Après son lancement, à quelques semaines des élections législatives de 2017, le chantier avait connu une accélération qui avait surpris plus d’un, avec des travaux de jour comme de nuit, ayant causé de nombreux désagréments et perturbé la circulation dans les quartiers environnants, sans compter l’insalubrité et les odeurs fétides qui s’échappaient des bouches des canaux d’évacuation des eaux usées endommagés par les engins. Ensuite, aussitôt l’élection passée, plus rien. L’entreprise remballe ses affaires et disparaît. Voulant éviter d’accréditer l’idée, largement répandue au sein de la population, selon laquelle le lancement du chantier à la veille des législatives avait des visées électoralistes et que celui-ci ne serait terminé qu’à la veille de la prochaine présidentielle, les responsables des travaux reviennent de temps à autre pour boucher quelques trous avant de repartir, affirmant eux-mêmes, que des problèmes financiers seraient la cause de l’arrêt de leurs travaux.

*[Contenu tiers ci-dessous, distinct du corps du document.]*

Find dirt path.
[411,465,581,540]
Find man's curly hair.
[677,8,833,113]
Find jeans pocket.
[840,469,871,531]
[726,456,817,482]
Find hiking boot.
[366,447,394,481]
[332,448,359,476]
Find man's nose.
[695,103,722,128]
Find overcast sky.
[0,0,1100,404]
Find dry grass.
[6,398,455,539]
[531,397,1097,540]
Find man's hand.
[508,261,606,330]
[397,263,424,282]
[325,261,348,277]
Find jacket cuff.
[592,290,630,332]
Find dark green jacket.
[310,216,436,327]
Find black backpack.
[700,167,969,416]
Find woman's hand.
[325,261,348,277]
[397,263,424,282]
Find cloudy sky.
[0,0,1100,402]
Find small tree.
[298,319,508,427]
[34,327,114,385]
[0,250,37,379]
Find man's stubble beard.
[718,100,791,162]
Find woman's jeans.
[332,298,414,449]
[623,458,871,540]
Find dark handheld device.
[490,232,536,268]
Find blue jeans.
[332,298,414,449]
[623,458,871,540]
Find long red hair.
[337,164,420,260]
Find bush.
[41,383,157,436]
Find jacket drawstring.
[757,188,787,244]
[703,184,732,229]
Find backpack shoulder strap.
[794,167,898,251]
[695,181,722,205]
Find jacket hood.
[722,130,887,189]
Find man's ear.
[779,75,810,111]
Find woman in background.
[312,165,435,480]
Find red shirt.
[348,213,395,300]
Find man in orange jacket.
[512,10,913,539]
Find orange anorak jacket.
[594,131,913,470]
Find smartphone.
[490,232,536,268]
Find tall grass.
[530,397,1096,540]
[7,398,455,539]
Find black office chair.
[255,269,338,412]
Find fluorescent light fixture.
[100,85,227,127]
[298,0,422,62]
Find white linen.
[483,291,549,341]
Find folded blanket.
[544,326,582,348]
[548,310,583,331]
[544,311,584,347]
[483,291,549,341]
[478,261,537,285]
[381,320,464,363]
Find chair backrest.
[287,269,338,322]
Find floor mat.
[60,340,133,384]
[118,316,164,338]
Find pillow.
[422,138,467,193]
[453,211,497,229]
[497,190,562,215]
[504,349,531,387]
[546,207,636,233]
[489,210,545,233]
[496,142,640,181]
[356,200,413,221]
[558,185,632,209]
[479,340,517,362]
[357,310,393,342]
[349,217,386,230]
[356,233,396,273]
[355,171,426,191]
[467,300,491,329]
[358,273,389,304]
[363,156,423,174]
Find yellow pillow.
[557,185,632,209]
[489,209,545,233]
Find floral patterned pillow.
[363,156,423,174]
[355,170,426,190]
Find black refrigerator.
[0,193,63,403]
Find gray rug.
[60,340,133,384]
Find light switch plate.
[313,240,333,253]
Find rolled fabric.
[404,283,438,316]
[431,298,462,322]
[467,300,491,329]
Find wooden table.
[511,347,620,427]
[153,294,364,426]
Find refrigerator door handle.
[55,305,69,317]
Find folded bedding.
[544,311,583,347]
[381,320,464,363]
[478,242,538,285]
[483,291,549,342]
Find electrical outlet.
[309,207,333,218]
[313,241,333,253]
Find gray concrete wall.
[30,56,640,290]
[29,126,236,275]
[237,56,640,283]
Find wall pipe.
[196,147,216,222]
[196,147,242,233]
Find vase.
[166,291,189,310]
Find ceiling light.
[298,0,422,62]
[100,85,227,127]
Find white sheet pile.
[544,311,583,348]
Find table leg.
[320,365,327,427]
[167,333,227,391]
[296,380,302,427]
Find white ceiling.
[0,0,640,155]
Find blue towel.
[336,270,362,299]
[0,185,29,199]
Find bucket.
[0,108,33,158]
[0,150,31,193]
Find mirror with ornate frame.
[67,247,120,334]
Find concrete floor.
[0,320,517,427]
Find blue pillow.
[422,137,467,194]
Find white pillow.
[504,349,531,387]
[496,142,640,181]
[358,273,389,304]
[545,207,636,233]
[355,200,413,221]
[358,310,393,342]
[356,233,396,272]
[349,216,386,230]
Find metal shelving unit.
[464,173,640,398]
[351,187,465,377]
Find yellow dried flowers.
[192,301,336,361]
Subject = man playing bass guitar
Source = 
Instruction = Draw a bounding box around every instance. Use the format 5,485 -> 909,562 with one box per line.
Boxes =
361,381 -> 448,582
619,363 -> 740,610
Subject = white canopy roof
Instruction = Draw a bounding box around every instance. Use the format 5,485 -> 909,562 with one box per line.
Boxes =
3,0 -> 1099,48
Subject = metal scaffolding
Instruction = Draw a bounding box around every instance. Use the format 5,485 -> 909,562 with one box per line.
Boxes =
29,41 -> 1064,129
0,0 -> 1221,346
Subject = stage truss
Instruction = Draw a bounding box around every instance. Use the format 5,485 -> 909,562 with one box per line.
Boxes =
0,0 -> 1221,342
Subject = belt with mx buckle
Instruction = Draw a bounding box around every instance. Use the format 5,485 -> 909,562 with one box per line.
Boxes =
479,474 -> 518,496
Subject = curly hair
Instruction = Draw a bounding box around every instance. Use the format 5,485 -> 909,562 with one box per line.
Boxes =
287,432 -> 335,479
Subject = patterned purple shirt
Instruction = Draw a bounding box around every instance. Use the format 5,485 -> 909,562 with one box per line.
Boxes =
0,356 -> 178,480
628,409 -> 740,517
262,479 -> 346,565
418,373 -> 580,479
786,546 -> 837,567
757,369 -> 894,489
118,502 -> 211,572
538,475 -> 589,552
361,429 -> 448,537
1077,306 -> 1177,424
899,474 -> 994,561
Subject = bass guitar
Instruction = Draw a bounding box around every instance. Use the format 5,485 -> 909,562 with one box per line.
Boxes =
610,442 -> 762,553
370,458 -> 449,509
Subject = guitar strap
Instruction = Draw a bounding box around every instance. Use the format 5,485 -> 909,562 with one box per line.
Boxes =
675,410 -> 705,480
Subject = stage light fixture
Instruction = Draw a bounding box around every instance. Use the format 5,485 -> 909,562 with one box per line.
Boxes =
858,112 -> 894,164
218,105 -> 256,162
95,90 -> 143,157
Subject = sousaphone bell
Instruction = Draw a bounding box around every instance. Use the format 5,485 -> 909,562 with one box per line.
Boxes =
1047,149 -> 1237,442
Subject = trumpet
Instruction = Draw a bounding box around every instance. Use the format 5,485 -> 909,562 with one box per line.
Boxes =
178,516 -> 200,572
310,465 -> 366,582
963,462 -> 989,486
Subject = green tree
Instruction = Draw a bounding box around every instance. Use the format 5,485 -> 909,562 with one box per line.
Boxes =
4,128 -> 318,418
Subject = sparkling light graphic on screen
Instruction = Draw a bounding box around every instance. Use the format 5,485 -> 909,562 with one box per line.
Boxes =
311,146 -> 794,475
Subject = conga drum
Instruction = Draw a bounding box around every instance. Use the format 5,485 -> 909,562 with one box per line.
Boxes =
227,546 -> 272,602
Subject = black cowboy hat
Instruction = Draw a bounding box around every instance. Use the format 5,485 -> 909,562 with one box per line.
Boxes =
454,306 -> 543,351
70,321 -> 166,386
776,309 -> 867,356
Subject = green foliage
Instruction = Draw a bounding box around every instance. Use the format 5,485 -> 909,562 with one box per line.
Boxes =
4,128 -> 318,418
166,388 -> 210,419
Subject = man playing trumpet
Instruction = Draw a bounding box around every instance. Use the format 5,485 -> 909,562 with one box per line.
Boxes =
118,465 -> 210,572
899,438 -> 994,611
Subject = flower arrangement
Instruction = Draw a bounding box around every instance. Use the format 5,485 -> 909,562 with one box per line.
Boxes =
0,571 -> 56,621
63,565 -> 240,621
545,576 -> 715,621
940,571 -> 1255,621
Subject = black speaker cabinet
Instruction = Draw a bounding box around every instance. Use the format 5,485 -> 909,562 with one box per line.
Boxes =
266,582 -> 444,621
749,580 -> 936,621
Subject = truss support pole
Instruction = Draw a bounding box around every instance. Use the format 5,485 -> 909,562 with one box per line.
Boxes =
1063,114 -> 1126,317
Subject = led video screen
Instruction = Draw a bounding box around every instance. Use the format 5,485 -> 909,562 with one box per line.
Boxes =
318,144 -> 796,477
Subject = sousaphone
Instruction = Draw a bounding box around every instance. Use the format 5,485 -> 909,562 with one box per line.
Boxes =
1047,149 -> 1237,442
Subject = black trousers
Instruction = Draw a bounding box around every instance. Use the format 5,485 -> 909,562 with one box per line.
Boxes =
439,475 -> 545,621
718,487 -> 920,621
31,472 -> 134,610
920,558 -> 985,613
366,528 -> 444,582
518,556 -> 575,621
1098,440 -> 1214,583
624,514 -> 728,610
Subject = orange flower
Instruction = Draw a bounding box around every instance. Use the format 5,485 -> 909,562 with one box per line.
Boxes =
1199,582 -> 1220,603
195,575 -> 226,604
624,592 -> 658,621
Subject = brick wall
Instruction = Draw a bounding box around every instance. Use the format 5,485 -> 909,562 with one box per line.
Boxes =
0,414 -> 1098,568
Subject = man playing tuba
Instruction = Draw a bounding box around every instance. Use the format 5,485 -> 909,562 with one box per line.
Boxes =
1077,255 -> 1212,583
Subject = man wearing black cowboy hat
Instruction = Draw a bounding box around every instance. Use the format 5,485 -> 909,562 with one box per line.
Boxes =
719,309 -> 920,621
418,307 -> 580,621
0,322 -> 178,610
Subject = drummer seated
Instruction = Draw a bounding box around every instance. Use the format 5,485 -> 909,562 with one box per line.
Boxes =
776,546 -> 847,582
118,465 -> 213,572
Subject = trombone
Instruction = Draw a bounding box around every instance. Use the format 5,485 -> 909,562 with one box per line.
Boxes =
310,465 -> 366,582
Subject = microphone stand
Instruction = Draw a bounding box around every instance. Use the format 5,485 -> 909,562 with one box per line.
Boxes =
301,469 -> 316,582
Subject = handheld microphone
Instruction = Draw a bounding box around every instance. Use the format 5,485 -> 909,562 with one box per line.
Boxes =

On a le même décor à Thiaroye Gare, à Fass Delorme, au rond-point Hlm 6, à Pikine Nord ainsi que dans des villes comme Gossas et bien d’autres. Les populations ont supporté stoïquement, avec beaucoup d’indulgence, tous les désagréments subis du fait de ces travaux, car elles croyaient que l’Etat traversait des difficultés financières passagères. Si le ministre du Budget nous dit aujourd’hui que l’Etat ne manque pas d’argent, alors qu’il aille aussi dire à tous ces citoyens, pourquoi l’Etat ne termine pas les chantiers dont ils supportent les désagréments depuis si longtemps. Il serait bien difficile de faire croire que des procédures de gestion financière, même anormalement rigoureuses, puissent justifier que le bitumage de rues urbaines, de quelques kilomètres seulement, puisse durer plus d’un an.
Nul besoin donc de grandes théories macroéconomiques pour démontrer la bonne santé financière de l’Etat. Il suffit de régler les petits problèmes du quotidien, à savoir payer les entreprises afin qu’elles terminent les petits chantiers, rembourser les charges supportées par les hôpitaux sur la Couverture maladie universelle et payer les bourses des étudiants à date échue. Cela vaut mieux que mille discours.